A new vector type was constructed on the basis of SLP 1.2 plasmid and the Kanr determinant of S. rimosus P3. It was shown that the determinant was capable of amplifying in the chromosomes of S. rimosus during its improvement for increasing the level of resistance to kanamycin. Cloning of the Kanr determinant was performed on the Pst I-A fragment of the SLP 1.2 plasmid in S. lividans 66. The Kanr determinant was expressed in the resulting hybrid plasmids, e. g. pSU 3, thus providing resistance of S. lividans to 20 micrograms/ml of kanamycin. As a result of repeated passages variants capable of growing in the presence of 50 000 micrograms/ml of the antibiotic were selected. The electrophoretic analysis of the total DNA fragments obtained after exposure to different endonucleases showed that they were identical to the respective fragments of the hybrid pSU 3 plasmid and amounted to approximately 40 per cent of the total DNA. The presence of the unique sites for the Bam HI, ClaI and SacI restriction endonucleases on the pSU 3 plasmid in an insignificant area and the relative stability (30-100 per cent) of the amplified variants allowed using it for cloning and amplification of DNA in Streptomyces. Plasmids were identified with the genetic and physical methods in 13 strains of the blue systematic group among the 72 strains studied. A multicopy plasmid with a molecular weight of 5.6 MD designated as pSB 24.1 was identified in the family of the plasmids of S. cyanogenus. The deletion and insertion variants of the pSB 24.1 plasmid were obtained. The comparative study of the properties of these plasmids revealed the areas insignificant for replication and maintenance of the pSB 24.1 plasmid and the area determining the Ltz+-phenotype.
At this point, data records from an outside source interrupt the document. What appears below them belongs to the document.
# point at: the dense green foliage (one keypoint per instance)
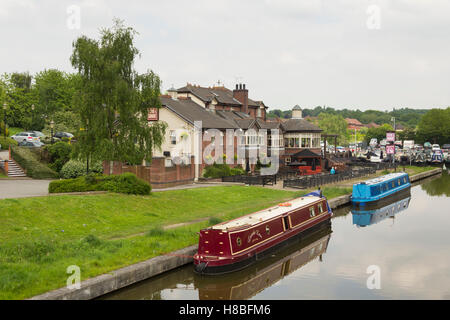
(113, 99)
(76, 168)
(221, 170)
(406, 116)
(59, 155)
(125, 183)
(29, 161)
(51, 92)
(333, 124)
(435, 127)
(378, 133)
(5, 143)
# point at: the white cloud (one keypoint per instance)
(287, 52)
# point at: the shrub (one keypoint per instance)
(236, 171)
(222, 170)
(5, 143)
(29, 161)
(125, 183)
(59, 155)
(75, 169)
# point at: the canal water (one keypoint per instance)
(399, 251)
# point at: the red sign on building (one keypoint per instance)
(390, 149)
(153, 114)
(390, 136)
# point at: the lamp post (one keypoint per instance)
(52, 125)
(395, 135)
(5, 107)
(32, 116)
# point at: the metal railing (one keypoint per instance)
(252, 180)
(326, 178)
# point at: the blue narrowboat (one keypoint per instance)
(380, 188)
(366, 216)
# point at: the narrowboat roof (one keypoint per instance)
(266, 214)
(384, 178)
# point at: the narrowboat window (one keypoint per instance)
(312, 213)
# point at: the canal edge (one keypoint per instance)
(123, 277)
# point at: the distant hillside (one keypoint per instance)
(406, 116)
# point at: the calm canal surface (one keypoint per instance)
(408, 240)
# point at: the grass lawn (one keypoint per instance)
(41, 237)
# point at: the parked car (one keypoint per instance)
(31, 144)
(25, 136)
(39, 134)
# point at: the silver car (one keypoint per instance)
(25, 136)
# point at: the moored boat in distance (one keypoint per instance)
(238, 243)
(369, 215)
(380, 188)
It was suggested that formation of the deletion and insertion variants of the pSB 24.1 plasmid was provided by the site specific recombination mechanisms. The presence of the unique sites for a number of the restriction endonucleases located in the insignificant area, the presence of the selective marker and the high transformation frequency allowed one to consider the multicopy pSB 24.1 plasmid an acceptable vector for cloning of DNA in Streptomyces.
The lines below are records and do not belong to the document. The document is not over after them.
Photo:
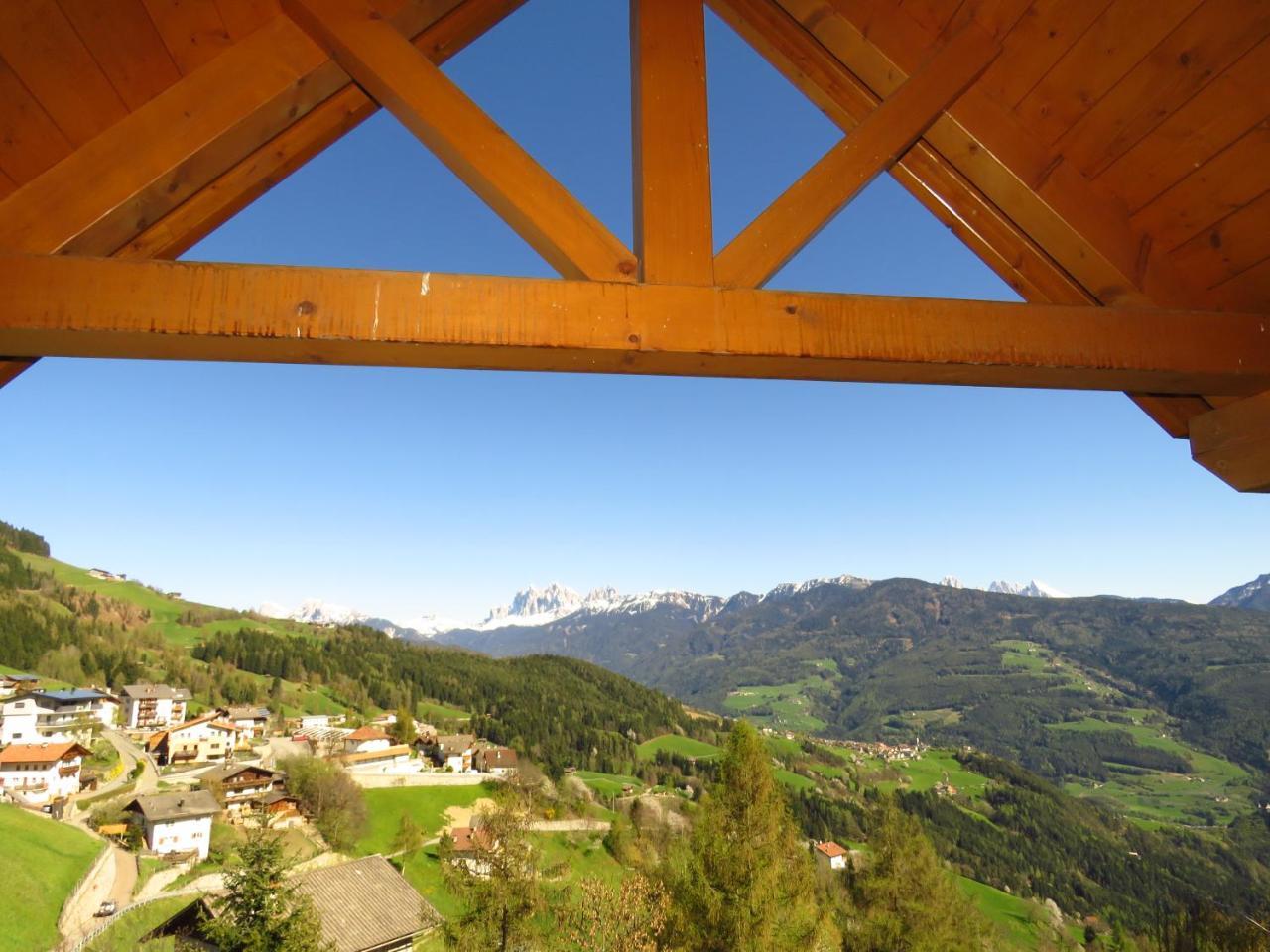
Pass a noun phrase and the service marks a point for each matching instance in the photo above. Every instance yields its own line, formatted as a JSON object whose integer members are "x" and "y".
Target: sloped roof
{"x": 159, "y": 807}
{"x": 45, "y": 752}
{"x": 365, "y": 904}
{"x": 1089, "y": 153}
基于SLP 1.2质粒和龟裂链霉菌P3的卡那霉素抗性决定簇构建了一种新型载体。结果表明,在改良龟裂链霉菌以提高其对卡那霉素的抗性水平的过程中,该抗性决定簇能够在龟裂链霉菌的染色体中扩增。卡那霉素抗性决定簇的克隆是在变铅青链霉菌66中对SLP 1.2质粒的Pst I - A片段进行的。卡那霉素抗性决定簇在所得的杂合质粒(如pSU 3)中表达,从而赋予变铅青链霉菌对20微克/毫升卡那霉素的抗性。经过多次传代,筛选出了能够在50000微克/毫升抗生素存在下生长的变体。对用不同核酸内切酶处理后获得的总DNA片段进行的电泳分析表明,它们与杂合pSU 3质粒的相应片段相同,约占总DNA的40%。pSU 3质粒上在一个不显著区域存在Bam HI、ClaI和SacI限制性核酸内切酶的独特位点,以及扩增变体的相对稳定性(30% - 100%),使得它可用于链霉菌中DNA的克隆和扩增。在所研究的72株菌株中,用遗传和物理方法在13株蓝色系统群菌株中鉴定出了质粒。在产蓝链霉菌的质粒家族中鉴定出了一种分子量为5.6 MD的多拷贝质粒,命名为pSB 24.1。获得了pSB 24.1质粒的缺失和插入变体。对这些质粒特性的比较研究揭示了对pSB 24.1质粒复制和维持不重要的区域以及决定Ltz + 表型的区域。有人认为,pSB 24.1质粒缺失和插入变体的形成是由位点特异性重组机制导致的。位于不显著区域的多种限制性核酸内切酶的独特位点的存在、选择标记的存在以及高转化频率使得人们可以将多拷贝pSB 24.1质粒视为链霉菌中DNA克隆的一种可接受的载体。